Journal of molecular medicine (Berlin, Germany) 2018 01 0496(3-4) 249-263 doi 10.1007/s00109-017-1614-5
Current treatments for allergic asthma primarily ameliorate symptoms rather than inhibit disease progression. Regulating the excessive T helper type 2 (Th2) responses may prevent asthma exacerbation. In this study, we investigated the protective effects of Ad5-gsgAM, an adenovirus vector carrying two mycobacterial antigens Ag85A and Mtb32, against allergic asthma. Using an ovalbumin (OVA)-induced asthmatic mouse model, we found that Ad5-gsgAM elicited much more Th1-biased CD4T and CD8T cells than bacillus Calmette-Guérin (BCG). After OVA challenge, Ad5-gsgAM-immunized mice showed significantly lowered airway inflammation in comparison with mice immunized with or without BCG. Total serum immunoglobulin E and pulmonary inducible-nitric-oxide-synthase were efficiently reduced.

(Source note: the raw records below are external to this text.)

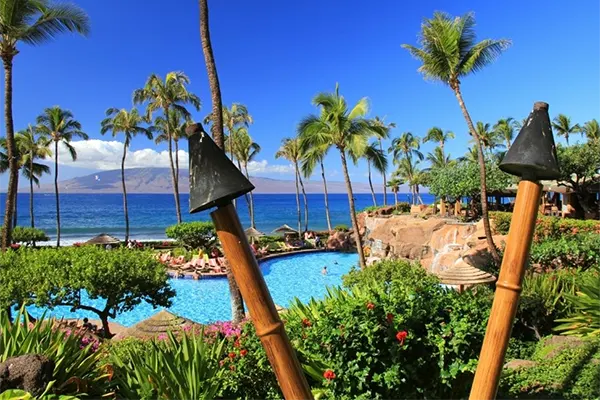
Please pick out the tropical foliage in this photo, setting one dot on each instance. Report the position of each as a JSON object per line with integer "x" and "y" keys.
{"x": 61, "y": 127}
{"x": 32, "y": 22}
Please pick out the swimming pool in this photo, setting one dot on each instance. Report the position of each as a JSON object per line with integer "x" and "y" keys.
{"x": 207, "y": 300}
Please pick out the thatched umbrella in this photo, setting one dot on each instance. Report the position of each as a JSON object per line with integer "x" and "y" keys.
{"x": 160, "y": 323}
{"x": 285, "y": 229}
{"x": 103, "y": 239}
{"x": 462, "y": 274}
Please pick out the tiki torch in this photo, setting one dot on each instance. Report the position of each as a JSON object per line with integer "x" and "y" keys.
{"x": 214, "y": 182}
{"x": 532, "y": 157}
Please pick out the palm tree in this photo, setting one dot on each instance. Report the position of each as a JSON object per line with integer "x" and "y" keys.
{"x": 165, "y": 95}
{"x": 505, "y": 129}
{"x": 175, "y": 123}
{"x": 562, "y": 126}
{"x": 438, "y": 159}
{"x": 311, "y": 156}
{"x": 237, "y": 303}
{"x": 490, "y": 139}
{"x": 29, "y": 148}
{"x": 409, "y": 172}
{"x": 436, "y": 134}
{"x": 33, "y": 147}
{"x": 394, "y": 185}
{"x": 448, "y": 52}
{"x": 60, "y": 126}
{"x": 382, "y": 131}
{"x": 130, "y": 124}
{"x": 376, "y": 157}
{"x": 290, "y": 150}
{"x": 591, "y": 129}
{"x": 32, "y": 22}
{"x": 405, "y": 146}
{"x": 346, "y": 129}
{"x": 245, "y": 150}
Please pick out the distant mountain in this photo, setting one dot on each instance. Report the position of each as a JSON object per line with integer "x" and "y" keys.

The cytokine profiles in bronchial-alveolar-lavage-fluids (BALFs) were also modulated, as evidenced by the increased level of interferon-γ (IFN-γ) and the decreased level of interleukin (IL)-4, IL-5, and IL-13. Anti-inflammatory cytokine IL-10 was sharply increased, whereas pro-inflammatory cytokine IL-33 was significantly decreased. Importantly, exogenous IL-33 abrogated the protective effects of Ad5-gsgAM, revealing that the suppression of IL-33/ST2 axis substantially contributed to protection against allergic inflammation. Moreover, regulatory T cells were essential for regulating aberrant Th2 responses as well as IL-33/ST2 axis. These results suggested that modulating the IL-33/ST2 axis via adenovirus-vectored mycobacterial antigen vaccination may provide clinical benefits in allergic inflammatory airways disease.
•Ad5-gsgAM elicits Th1 responses and suppresses Th2-mediated allergic asthma in mice. •Ad5-gsgAM inhibits IL-33/ST2 axis by reducing IL-33 secretion but not ILC2 recruiting. •Treg is essential for modulating Th2 responses and IL-33/ST2 axis by Ad5-gsgAM.